Général Jacques Massu : C’est-à-dire que le terrorisme a disparu dans la ville d’Alger, que les rapports entre les deux communautés qui avaient été séparées depuis 54 par cette méthode ont pu se renouer, que les pieds-noirs qui te tout temps avaient eu des amis arabes ont pu retrouver ceux qui n’avaient pas disparu dans les circonstances de cette bataille, du fait du FLN d’ailleurs beaucoup plus souvent que du nôtre, et que la vie à Alger a repris progressivement au fil des semaines et des mois un cours normal. On a pu retourner tranquillement au cinéma, au théâtre et sur les stades sans crainte qu’on ne revienne pas. L’anxiété permanente des mères de famille s’est progressivement dissipée car il ne faut pas oublier que pendant des mois et des années elles se demandaient tous les jours si leurs gosses et leurs maris allaient revenir le soir. Il faut comprendre çà, à Genève ou à Paris, et ça a été très mal compris par tous les gens qui ont calomnié notre action à l’époque.

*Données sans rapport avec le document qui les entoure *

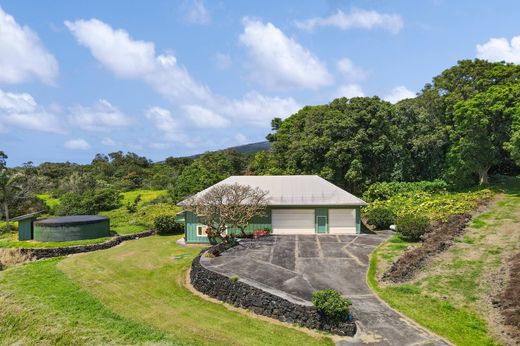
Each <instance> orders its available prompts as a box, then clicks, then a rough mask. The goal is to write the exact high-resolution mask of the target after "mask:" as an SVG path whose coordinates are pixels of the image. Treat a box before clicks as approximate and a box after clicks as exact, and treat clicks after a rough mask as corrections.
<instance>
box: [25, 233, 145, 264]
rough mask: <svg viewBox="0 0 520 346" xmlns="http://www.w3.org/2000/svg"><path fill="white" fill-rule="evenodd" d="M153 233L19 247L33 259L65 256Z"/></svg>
mask: <svg viewBox="0 0 520 346" xmlns="http://www.w3.org/2000/svg"><path fill="white" fill-rule="evenodd" d="M153 234H155V232H154V231H144V232H140V233H135V234H127V235H120V236H117V237H114V238H112V239H110V240H108V241H106V242H104V243H99V244H90V245H78V246H69V247H62V248H48V249H43V248H42V249H20V252H21V253H22V254H24V255H29V256H31V257H32V258H34V259H42V258H51V257H59V256H67V255H72V254H76V253H82V252H91V251H97V250H104V249H109V248H111V247H114V246H116V245H119V244H121V243H122V242H124V241H127V240H133V239H139V238H144V237H149V236H151V235H153Z"/></svg>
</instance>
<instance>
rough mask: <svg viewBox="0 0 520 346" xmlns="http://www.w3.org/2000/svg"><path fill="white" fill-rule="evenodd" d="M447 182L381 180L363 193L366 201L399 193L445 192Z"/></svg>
mask: <svg viewBox="0 0 520 346" xmlns="http://www.w3.org/2000/svg"><path fill="white" fill-rule="evenodd" d="M447 189H448V184H447V183H446V182H445V181H444V180H440V179H437V180H433V181H417V182H411V183H406V182H397V181H394V182H381V183H374V184H372V185H370V187H369V188H368V190H367V191H366V192H365V193H364V194H363V199H364V200H365V201H367V202H373V201H384V200H387V199H390V198H392V197H394V196H396V195H399V194H408V193H414V192H428V193H433V194H434V193H441V192H446V190H447Z"/></svg>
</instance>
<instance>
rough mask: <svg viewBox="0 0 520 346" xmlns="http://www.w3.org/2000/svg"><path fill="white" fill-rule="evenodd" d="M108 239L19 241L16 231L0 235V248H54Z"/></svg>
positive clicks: (85, 244) (104, 238) (86, 243)
mask: <svg viewBox="0 0 520 346" xmlns="http://www.w3.org/2000/svg"><path fill="white" fill-rule="evenodd" d="M109 239H110V237H103V238H97V239H85V240H74V241H62V242H39V241H33V240H30V241H29V240H24V241H20V240H18V233H7V234H2V235H0V248H56V247H67V246H75V245H89V244H98V243H102V242H105V241H107V240H109Z"/></svg>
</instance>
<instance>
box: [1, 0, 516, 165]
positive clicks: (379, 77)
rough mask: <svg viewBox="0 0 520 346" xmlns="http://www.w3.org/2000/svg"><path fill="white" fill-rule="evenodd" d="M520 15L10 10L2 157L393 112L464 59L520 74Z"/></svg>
mask: <svg viewBox="0 0 520 346" xmlns="http://www.w3.org/2000/svg"><path fill="white" fill-rule="evenodd" d="M519 12H520V3H518V2H516V1H512V0H511V1H504V2H503V3H502V4H501V6H495V5H493V4H492V3H489V2H484V1H472V2H469V1H467V2H466V1H461V2H456V3H455V2H448V1H443V0H431V1H424V2H421V3H418V2H415V1H412V0H406V1H400V2H376V1H349V2H346V1H345V2H343V1H335V2H328V1H323V2H318V1H316V2H312V3H301V2H299V1H287V2H279V1H277V2H275V1H272V2H271V1H267V2H266V1H263V2H258V3H253V2H240V3H239V2H227V1H222V2H209V1H204V0H183V1H180V2H173V3H172V2H167V1H159V0H157V1H150V2H142V3H126V2H125V3H124V5H123V3H122V2H111V3H107V2H105V1H101V0H93V1H89V2H88V3H72V2H67V1H55V2H53V3H52V6H49V4H48V3H47V4H46V3H44V2H30V1H15V0H8V1H0V138H1V139H0V150H4V151H5V152H7V154H8V155H9V163H10V164H11V165H15V164H21V163H22V162H25V161H29V160H31V161H34V162H35V163H40V162H43V161H66V160H68V161H73V162H80V163H83V162H89V161H90V160H91V159H92V158H93V157H94V155H95V154H96V153H98V152H103V153H106V152H110V151H114V150H123V151H135V152H137V153H138V154H141V155H146V156H147V157H150V158H152V159H154V160H161V159H164V158H165V157H167V156H182V155H190V154H194V153H199V152H203V151H206V150H214V149H219V148H224V147H229V146H233V145H238V144H244V143H248V142H253V141H261V140H264V137H265V135H266V134H267V133H268V132H269V130H270V121H271V119H272V118H273V117H282V118H285V117H287V116H290V115H291V114H293V113H294V112H296V111H297V110H298V109H300V108H301V107H302V106H305V105H313V104H323V103H327V102H330V101H331V100H332V99H333V98H334V97H340V96H347V97H356V96H373V95H379V96H380V97H381V98H382V99H385V100H387V101H389V102H392V103H395V102H398V101H399V100H401V99H404V98H410V97H414V96H415V94H416V93H417V92H418V91H420V89H421V88H422V86H423V85H424V84H425V83H427V82H429V81H430V80H431V78H432V77H433V76H434V75H436V74H438V73H440V72H441V71H442V70H443V69H444V68H447V67H450V66H452V65H454V64H456V62H457V60H459V59H464V58H469V59H471V58H475V57H479V58H483V59H488V60H492V61H501V60H505V61H510V62H514V63H520V27H518V25H517V19H518V18H516V16H515V15H514V14H515V13H519ZM475 18H479V20H478V21H476V20H475Z"/></svg>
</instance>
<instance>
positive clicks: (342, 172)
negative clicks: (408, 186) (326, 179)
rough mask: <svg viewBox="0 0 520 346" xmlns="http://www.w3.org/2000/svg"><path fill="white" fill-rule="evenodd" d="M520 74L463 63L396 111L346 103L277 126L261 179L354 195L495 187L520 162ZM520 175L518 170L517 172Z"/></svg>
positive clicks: (473, 64) (301, 115)
mask: <svg viewBox="0 0 520 346" xmlns="http://www.w3.org/2000/svg"><path fill="white" fill-rule="evenodd" d="M519 85H520V66H518V65H514V64H506V63H491V62H487V61H484V60H478V59H476V60H462V61H460V62H459V63H458V64H457V65H456V66H454V67H451V68H449V69H447V70H445V71H443V72H442V73H441V74H440V75H438V76H436V77H434V78H433V83H432V84H426V85H425V87H424V89H423V90H422V91H421V93H419V95H418V96H417V97H415V98H413V99H407V100H403V101H401V102H399V103H397V104H396V105H392V104H390V103H388V102H385V101H382V100H380V99H379V98H377V97H372V98H368V97H357V98H352V99H346V98H340V99H336V100H334V101H332V102H331V103H330V104H328V105H322V106H312V107H310V106H308V107H304V108H303V109H301V110H300V111H299V112H298V113H296V114H294V115H292V116H290V117H289V118H287V119H285V120H283V121H281V122H280V120H279V119H275V120H274V121H273V123H272V128H273V131H274V133H271V134H269V135H268V139H269V140H270V141H272V143H273V148H272V153H271V154H265V153H262V154H258V155H257V157H256V158H255V159H254V160H253V164H252V171H253V172H254V173H257V174H258V173H260V174H262V173H272V172H282V173H284V174H319V175H321V176H322V177H324V178H326V179H328V180H330V181H332V182H334V183H335V184H337V185H339V186H342V187H346V188H348V189H350V190H351V191H353V192H359V191H361V190H364V189H365V188H366V187H367V186H368V185H369V184H371V183H372V182H375V181H384V180H404V181H417V180H425V179H426V180H429V179H436V178H441V177H444V178H447V179H449V181H450V182H451V183H452V184H454V185H460V184H468V183H473V182H476V181H477V179H478V181H480V183H486V182H487V175H488V172H489V170H490V169H491V168H493V167H495V168H496V171H497V172H501V168H502V167H505V166H511V159H513V160H516V162H517V163H518V161H519V159H520V149H518V146H519V142H520V120H519V118H518V115H517V112H518V104H519V102H520V98H519V96H518V88H519ZM516 169H518V168H516Z"/></svg>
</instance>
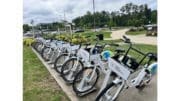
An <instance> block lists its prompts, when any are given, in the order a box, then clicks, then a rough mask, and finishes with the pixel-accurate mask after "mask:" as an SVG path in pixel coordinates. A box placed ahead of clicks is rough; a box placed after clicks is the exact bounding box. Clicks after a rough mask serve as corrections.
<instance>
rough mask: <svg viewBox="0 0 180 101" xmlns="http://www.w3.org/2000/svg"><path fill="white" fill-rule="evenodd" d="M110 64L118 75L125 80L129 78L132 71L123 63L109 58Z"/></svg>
mask: <svg viewBox="0 0 180 101" xmlns="http://www.w3.org/2000/svg"><path fill="white" fill-rule="evenodd" d="M108 66H109V68H110V69H111V70H112V71H113V72H114V73H115V74H116V75H117V76H119V77H121V78H123V79H124V80H127V79H128V77H129V75H130V71H129V70H128V69H127V68H126V67H125V66H123V65H122V64H120V63H118V62H117V61H115V60H114V59H112V58H108Z"/></svg>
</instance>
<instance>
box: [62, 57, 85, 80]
mask: <svg viewBox="0 0 180 101" xmlns="http://www.w3.org/2000/svg"><path fill="white" fill-rule="evenodd" d="M82 69H83V63H82V62H81V61H80V60H78V59H77V58H71V59H69V60H67V61H66V62H65V63H64V64H63V65H62V69H61V76H62V78H63V79H64V80H65V81H66V82H68V83H72V82H73V80H74V78H75V75H77V73H78V72H79V71H81V70H82Z"/></svg>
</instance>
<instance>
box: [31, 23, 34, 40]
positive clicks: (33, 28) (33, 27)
mask: <svg viewBox="0 0 180 101" xmlns="http://www.w3.org/2000/svg"><path fill="white" fill-rule="evenodd" d="M31 25H32V31H33V38H35V32H34V20H31Z"/></svg>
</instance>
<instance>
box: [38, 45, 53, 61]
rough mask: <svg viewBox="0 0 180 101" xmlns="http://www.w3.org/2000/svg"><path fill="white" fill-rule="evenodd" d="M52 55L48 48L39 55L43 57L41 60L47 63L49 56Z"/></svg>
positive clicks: (48, 59) (52, 52)
mask: <svg viewBox="0 0 180 101" xmlns="http://www.w3.org/2000/svg"><path fill="white" fill-rule="evenodd" d="M52 54H53V51H52V49H51V48H50V47H45V48H44V49H43V50H42V53H41V56H42V57H43V59H44V60H45V61H49V59H50V57H51V55H52Z"/></svg>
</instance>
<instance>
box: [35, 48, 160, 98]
mask: <svg viewBox="0 0 180 101" xmlns="http://www.w3.org/2000/svg"><path fill="white" fill-rule="evenodd" d="M32 50H33V52H34V53H35V54H36V55H37V57H38V58H39V59H40V61H41V62H42V63H43V64H44V66H45V67H46V68H47V70H48V71H49V73H50V74H51V75H52V76H53V77H54V79H55V80H56V82H57V84H58V85H59V86H60V87H61V89H62V90H63V91H64V92H65V93H66V95H67V96H68V97H69V99H70V100H71V101H94V99H95V98H96V95H97V93H98V90H99V87H101V85H102V82H103V77H104V76H103V75H102V76H100V80H99V81H98V84H97V91H95V92H92V93H90V94H88V95H85V96H81V97H80V96H77V95H76V94H75V92H74V91H73V88H72V86H71V84H67V83H65V82H64V80H63V79H62V78H61V77H60V76H59V74H58V73H57V72H56V71H55V70H54V69H53V68H52V67H51V66H52V65H50V64H48V63H47V62H45V61H44V60H43V58H42V57H41V56H40V55H39V54H38V53H37V52H36V50H34V49H33V48H32ZM117 101H157V76H156V77H155V78H153V80H152V81H151V84H150V85H149V86H147V87H146V88H145V89H143V91H139V90H138V89H135V88H129V89H127V90H125V91H124V92H123V93H121V94H119V96H118V99H117Z"/></svg>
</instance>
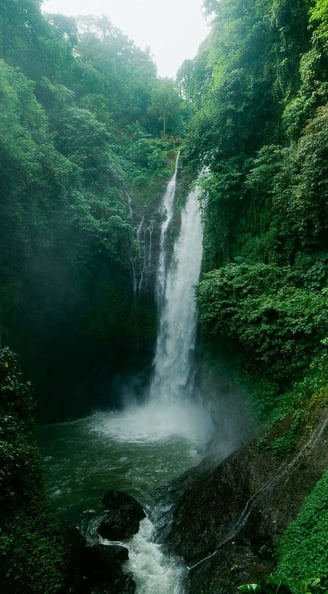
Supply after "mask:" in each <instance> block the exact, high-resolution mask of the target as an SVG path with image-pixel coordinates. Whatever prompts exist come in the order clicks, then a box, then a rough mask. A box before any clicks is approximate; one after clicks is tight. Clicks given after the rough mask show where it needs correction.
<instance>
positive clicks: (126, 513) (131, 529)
mask: <svg viewBox="0 0 328 594" xmlns="http://www.w3.org/2000/svg"><path fill="white" fill-rule="evenodd" d="M138 530H139V520H137V519H136V518H133V517H131V516H130V515H128V514H127V513H126V512H125V511H122V510H109V511H108V512H106V516H105V517H104V519H103V521H102V522H101V524H100V526H99V528H98V532H99V534H100V536H102V537H103V538H107V539H108V540H124V539H126V538H131V536H133V535H134V534H136V533H137V532H138Z"/></svg>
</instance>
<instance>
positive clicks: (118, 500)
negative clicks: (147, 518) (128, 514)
mask: <svg viewBox="0 0 328 594" xmlns="http://www.w3.org/2000/svg"><path fill="white" fill-rule="evenodd" d="M102 502H103V504H104V505H105V507H107V508H108V509H111V510H113V509H116V510H120V511H124V512H125V513H126V514H129V515H130V516H131V517H133V518H136V519H137V520H139V521H140V520H142V518H144V517H145V515H146V514H145V512H144V510H143V507H142V505H141V504H140V503H139V501H137V500H136V499H135V498H134V497H132V495H129V494H128V493H123V491H116V490H115V489H110V490H108V491H106V493H105V495H104V497H103V500H102Z"/></svg>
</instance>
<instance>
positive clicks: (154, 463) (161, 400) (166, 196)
mask: <svg viewBox="0 0 328 594" xmlns="http://www.w3.org/2000/svg"><path fill="white" fill-rule="evenodd" d="M177 168H178V159H177V161H176V168H175V172H174V175H173V177H172V179H171V180H170V182H169V184H168V188H167V191H166V193H165V195H164V197H163V203H162V208H161V212H162V215H163V222H162V226H161V233H160V253H159V259H158V274H157V286H156V296H157V302H158V308H159V317H160V322H159V332H158V339H157V345H156V354H155V358H154V373H153V377H152V380H151V383H150V386H149V390H148V398H147V399H146V401H145V403H144V404H143V405H136V404H134V405H132V404H131V403H130V405H129V406H128V407H127V409H126V410H123V411H121V412H113V411H111V412H100V413H96V414H94V415H93V416H92V417H90V418H89V419H81V420H78V421H75V422H73V423H64V424H59V425H57V426H52V430H51V431H49V428H45V431H44V436H43V438H42V436H41V447H42V449H43V452H44V455H45V460H46V468H47V482H48V489H49V494H50V497H52V499H53V501H54V503H55V504H57V508H58V509H59V510H60V511H61V512H62V513H63V514H64V516H65V517H66V519H69V520H70V521H74V522H75V523H77V522H78V523H79V524H80V526H81V530H82V532H83V533H84V534H86V536H87V538H88V540H89V542H90V544H92V542H95V541H97V538H98V536H97V533H96V532H95V533H93V532H92V528H91V527H92V526H97V525H98V524H99V521H98V518H99V515H101V507H99V499H100V493H104V492H105V490H106V489H107V488H109V487H111V488H115V489H120V490H123V491H127V492H129V493H130V494H131V495H134V496H135V497H137V499H139V501H140V502H141V503H142V504H143V505H144V506H145V508H146V510H147V509H148V510H151V509H153V507H154V504H157V499H156V497H155V498H154V490H155V489H156V488H157V487H159V486H160V485H162V484H163V483H165V482H167V481H168V480H171V479H172V478H173V477H174V476H177V475H178V474H180V473H182V472H183V471H184V470H186V469H187V468H188V467H190V466H192V465H194V464H196V463H197V462H198V461H199V459H200V457H199V452H200V451H201V450H202V449H203V448H204V446H205V444H206V442H207V440H208V439H209V436H210V433H211V430H212V424H211V421H210V417H209V414H208V413H207V411H206V410H205V409H204V408H203V407H202V405H201V403H200V401H199V400H197V398H195V397H194V394H193V392H194V381H193V373H194V371H193V369H194V365H193V363H194V362H193V352H194V347H195V334H196V325H197V309H196V304H195V299H194V286H195V284H197V282H198V278H199V272H200V267H201V259H202V224H201V217H200V212H199V206H198V201H197V197H198V193H199V189H198V188H197V187H196V188H195V189H194V190H193V191H192V192H190V194H189V196H188V198H187V201H186V205H185V208H184V209H183V211H182V215H181V229H180V234H179V237H178V239H177V241H176V243H175V246H174V248H173V253H172V256H171V258H170V262H169V259H168V257H167V248H168V246H167V243H168V242H167V234H168V229H169V225H170V222H171V220H172V217H173V211H174V198H175V191H176V178H177ZM141 230H142V225H141V226H140V229H139V233H140V234H141ZM144 264H145V265H146V259H144ZM142 270H143V268H142ZM140 278H142V276H141V277H140ZM139 282H140V280H139ZM123 544H124V545H125V546H127V547H128V548H129V551H130V560H129V562H128V566H127V570H128V571H132V572H133V574H134V579H135V582H136V584H137V594H155V593H156V594H183V593H184V592H185V587H184V579H185V568H184V566H183V565H182V564H181V563H180V562H179V561H178V560H176V559H174V558H170V557H169V556H167V555H165V554H164V553H163V551H162V548H161V547H160V545H158V544H157V543H156V542H154V539H153V525H152V523H151V522H150V519H149V518H146V519H145V520H143V521H142V522H141V528H140V530H139V532H138V534H137V535H136V536H135V537H134V538H133V539H132V540H130V541H128V542H124V543H123Z"/></svg>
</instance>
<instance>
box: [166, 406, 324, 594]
mask: <svg viewBox="0 0 328 594" xmlns="http://www.w3.org/2000/svg"><path fill="white" fill-rule="evenodd" d="M283 423H284V426H283V427H281V426H276V427H275V428H274V429H273V430H272V432H271V434H270V435H269V436H268V438H267V447H266V448H262V449H261V448H260V447H259V446H258V444H257V442H256V440H254V441H252V442H250V443H249V444H247V445H245V446H244V447H242V448H240V449H239V450H238V451H236V452H235V453H233V454H232V455H231V456H229V457H228V458H227V459H225V460H224V461H223V462H221V463H220V464H218V465H217V464H214V465H213V464H212V465H211V460H209V459H208V460H205V461H204V462H203V463H202V464H201V465H200V466H199V467H197V468H196V469H193V470H191V471H189V472H188V473H186V474H185V475H184V477H183V478H182V479H181V480H180V481H179V482H178V483H176V484H175V486H174V488H173V491H174V492H175V495H178V501H177V503H176V504H175V505H174V509H173V521H172V523H171V526H170V530H169V534H168V535H167V536H166V539H167V542H168V543H169V544H170V545H171V546H172V547H173V548H174V550H175V551H176V553H178V554H179V555H181V556H183V557H184V558H185V560H186V562H187V564H188V566H189V568H190V573H189V575H190V592H191V594H200V593H202V594H212V593H213V594H214V593H215V594H219V593H220V594H228V593H229V594H232V593H235V592H236V591H237V587H238V585H240V584H243V583H247V582H253V583H259V582H261V581H263V579H265V578H266V577H267V575H268V574H269V573H270V572H271V571H272V569H273V568H274V565H275V563H274V558H273V552H274V549H275V548H276V546H277V543H278V541H279V538H280V536H281V535H282V533H283V531H284V530H285V528H286V527H287V525H288V524H289V523H290V522H291V521H292V520H293V519H294V517H295V516H296V515H297V513H298V511H299V509H300V507H301V504H302V502H303V500H304V498H305V497H306V496H307V495H308V494H309V493H310V492H311V490H312V488H313V487H314V485H315V483H316V482H317V481H318V480H319V479H320V477H321V475H322V473H323V471H324V470H325V469H326V468H327V465H328V448H327V443H328V410H327V409H324V408H317V409H316V410H315V411H313V412H312V413H311V415H310V417H309V418H308V422H307V424H306V426H305V427H304V429H303V431H302V435H300V436H299V439H298V443H297V446H296V448H295V449H294V451H293V454H292V455H291V456H289V457H287V458H285V457H284V458H283V461H282V460H281V459H280V460H279V458H277V457H275V456H274V455H273V452H272V449H271V448H270V440H273V439H275V438H276V436H277V433H279V432H281V431H283V432H285V431H286V428H287V427H286V420H285V421H284V422H283Z"/></svg>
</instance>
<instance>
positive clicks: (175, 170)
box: [156, 153, 180, 305]
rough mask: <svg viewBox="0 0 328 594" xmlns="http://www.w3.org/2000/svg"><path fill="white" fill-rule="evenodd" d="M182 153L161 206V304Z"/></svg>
mask: <svg viewBox="0 0 328 594" xmlns="http://www.w3.org/2000/svg"><path fill="white" fill-rule="evenodd" d="M179 157H180V153H178V155H177V158H176V162H175V170H174V173H173V176H172V178H171V179H170V181H169V183H168V185H167V189H166V192H165V194H164V197H163V201H162V205H161V208H160V214H161V216H162V217H163V222H162V226H161V235H160V242H159V261H158V270H157V281H156V298H157V303H158V304H159V305H160V304H161V302H162V299H163V297H164V292H165V282H166V268H167V232H168V229H169V225H170V223H171V220H172V217H173V214H174V198H175V191H176V185H177V174H178V165H179Z"/></svg>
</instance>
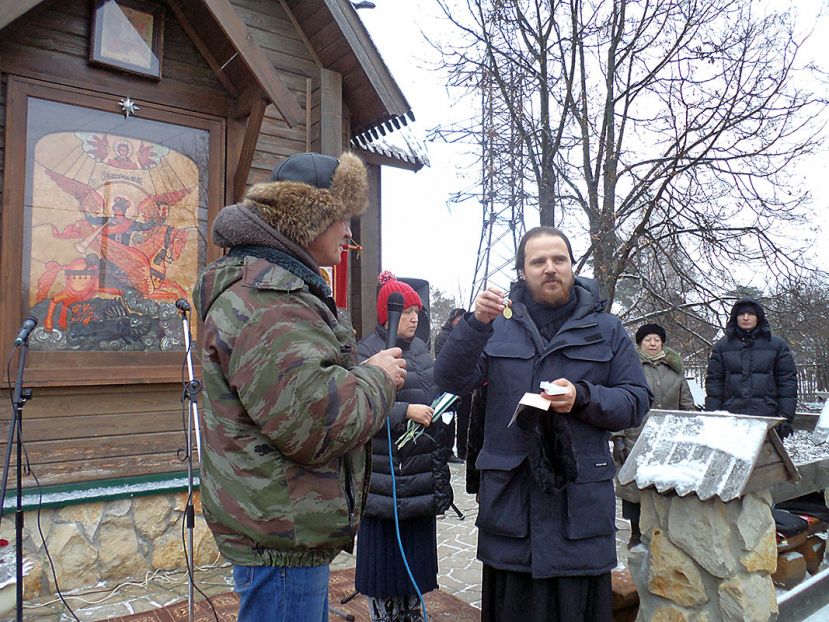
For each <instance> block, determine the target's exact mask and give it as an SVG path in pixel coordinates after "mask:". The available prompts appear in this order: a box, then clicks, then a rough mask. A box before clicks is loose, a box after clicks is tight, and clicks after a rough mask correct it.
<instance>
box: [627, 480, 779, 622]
mask: <svg viewBox="0 0 829 622" xmlns="http://www.w3.org/2000/svg"><path fill="white" fill-rule="evenodd" d="M641 493H642V499H641V503H642V516H641V519H640V528H641V531H642V544H640V545H639V546H636V547H634V548H633V549H631V550H630V552H629V553H628V564H629V566H630V570H631V574H632V575H633V578H634V581H635V582H636V587H637V590H638V592H639V615H638V617H637V620H648V621H653V622H714V621H715V620H722V621H723V622H736V621H738V620H739V621H740V622H767V621H769V620H774V619H775V618H776V616H777V596H776V592H775V588H774V585H773V583H772V579H771V573H772V572H774V570H775V567H776V563H777V541H776V538H775V526H774V520H773V519H772V516H771V496H770V495H769V494H768V493H763V494H760V495H754V494H749V495H747V496H745V497H743V498H742V499H737V500H735V501H730V502H728V503H723V502H722V501H720V500H719V499H716V498H715V499H712V500H709V501H700V500H699V498H698V497H696V496H695V495H688V496H686V497H678V496H675V495H660V494H659V493H657V492H656V491H654V490H653V489H647V490H643V491H641Z"/></svg>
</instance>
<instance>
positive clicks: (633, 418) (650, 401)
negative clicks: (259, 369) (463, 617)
mask: <svg viewBox="0 0 829 622" xmlns="http://www.w3.org/2000/svg"><path fill="white" fill-rule="evenodd" d="M573 263H574V260H573V253H572V249H571V246H570V241H569V240H568V239H567V236H566V235H565V234H564V233H563V232H561V231H559V230H558V229H554V228H552V227H536V228H534V229H531V230H530V231H528V232H527V233H526V234H525V235H524V237H523V239H522V240H521V243H520V245H519V247H518V254H517V257H516V270H517V272H518V280H517V281H516V282H515V283H514V284H513V286H512V287H511V289H510V292H509V297H508V298H507V297H505V295H504V292H502V291H501V290H499V289H498V288H496V287H490V288H488V289H487V290H486V291H484V292H482V293H481V294H480V295H479V296H478V297H477V299H476V301H475V310H474V313H472V314H468V315H467V316H466V317H465V318H464V319H463V320H462V321H461V322H460V324H459V325H458V327H457V328H456V329H455V330H454V331H453V332H452V334H451V335H450V337H449V339H448V341H447V342H446V344H445V345H444V346H443V348H442V350H441V352H440V355H439V356H438V359H437V362H436V364H435V380H436V381H437V383H438V385H439V386H440V387H441V388H442V389H443V390H447V391H451V392H453V393H456V394H461V395H463V394H468V393H471V392H472V391H473V390H475V389H476V388H478V387H480V386H482V385H484V384H486V386H487V403H486V407H485V409H483V410H482V412H483V413H484V422H483V444H482V446H481V449H480V451H479V453H478V455H477V459H476V460H475V468H476V469H477V470H478V471H479V475H480V485H479V489H478V491H477V492H478V500H479V513H478V520H477V523H476V525H477V527H478V559H480V560H481V562H483V581H482V583H483V597H482V603H481V607H482V611H481V619H482V620H485V621H504V620H522V621H524V622H530V621H534V620H538V621H541V620H545V621H564V620H566V621H574V622H575V621H578V622H587V621H591V622H609V621H610V620H611V619H612V592H611V575H610V572H611V570H612V569H613V568H614V567H615V566H616V538H615V508H616V498H615V494H614V490H613V476H614V474H615V467H614V465H613V461H612V459H611V456H610V450H609V445H608V440H609V437H610V433H611V432H612V431H613V430H618V429H622V428H628V427H635V426H638V425H639V423H640V422H641V421H642V418H643V417H644V416H645V414H646V413H647V411H648V409H649V408H650V404H651V401H652V399H653V395H652V394H651V392H650V389H649V388H648V383H647V380H646V379H645V376H644V374H643V372H642V366H641V364H640V363H639V357H638V356H637V354H636V351H635V348H634V345H633V342H632V341H631V339H630V336H629V335H628V334H627V331H625V329H624V327H623V326H622V324H621V322H620V321H619V320H618V318H616V317H615V316H613V315H610V314H608V313H606V312H604V303H603V302H602V301H600V300H599V297H598V295H597V294H596V293H594V292H593V291H592V288H591V283H590V282H589V281H588V280H586V279H581V278H576V277H575V276H574V274H573ZM544 381H547V382H551V383H552V385H554V387H553V388H552V389H550V390H549V391H550V392H551V393H552V394H551V395H548V394H547V393H548V392H547V391H545V392H544V395H545V397H547V398H548V399H549V401H550V404H549V408H548V409H537V408H525V409H523V410H522V411H521V412H520V414H519V416H518V417H517V421H516V425H510V421H511V418H512V416H513V413H514V412H515V411H516V406H517V405H518V403H519V400H521V398H522V396H523V395H524V394H525V393H527V392H538V391H539V386H540V383H541V382H544ZM522 408H523V407H522ZM478 425H479V423H478V422H472V423H471V424H470V429H471V428H473V427H478ZM470 442H471V441H470Z"/></svg>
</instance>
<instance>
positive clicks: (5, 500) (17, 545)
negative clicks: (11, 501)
mask: <svg viewBox="0 0 829 622" xmlns="http://www.w3.org/2000/svg"><path fill="white" fill-rule="evenodd" d="M19 347H20V351H19V354H18V365H17V381H16V383H15V386H14V394H13V397H12V418H11V421H9V438H8V440H7V441H6V457H5V461H4V462H3V489H2V493H1V494H0V512H2V510H3V508H4V507H5V504H6V484H7V481H8V476H9V466H10V462H11V453H12V442H14V440H15V435H16V437H17V506H16V509H15V514H14V535H15V538H14V544H15V551H14V554H15V577H16V579H17V584H16V585H15V593H16V596H17V618H16V619H17V622H23V478H22V474H23V405H24V404H25V403H26V401H27V400H29V399H31V397H32V390H31V389H24V388H23V369H24V368H25V367H26V354H27V352H28V351H29V340H28V336H27V337H26V338H25V339H23V343H21V344H20V345H19Z"/></svg>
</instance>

Marc Schindler : Vous pensez donc que vous avez gagné la bataille d’Alger ?
Général Jacques Massu : Attendez, je n’ai pas terminé. Je pense que j’ai ramené d’abord la paix dans Alger et que progressivement les communautés ont renoué leurs liens et que on a pu ensuite déboucher à l’occasion de l’affaire du 13 mai 58 sur une grande fraternisation qui s’est manifestée sur le Forum par l’arrivée non pas de quelques milliers d’individus encadrés par Trinquier – d’ailleurs qui n’était plus dans le coup Trinquier, il commandait un régiment à ce moment-là – mais par dizaines et centaines de mille Arabes qui sont venus spontanément sur le Forum pour crier leur attachement à l’Algérie française et que par conséquent l’armée avait rempli sa mission qui était de rétablir l’ordre et pouvait en toute conscience du travail bien accompli passer la main au pouvoir politique pour trouver des solutions politiques à l’affaire algérienne. Je pense que ça a été un résultat sensationnel dont je suis encore fier.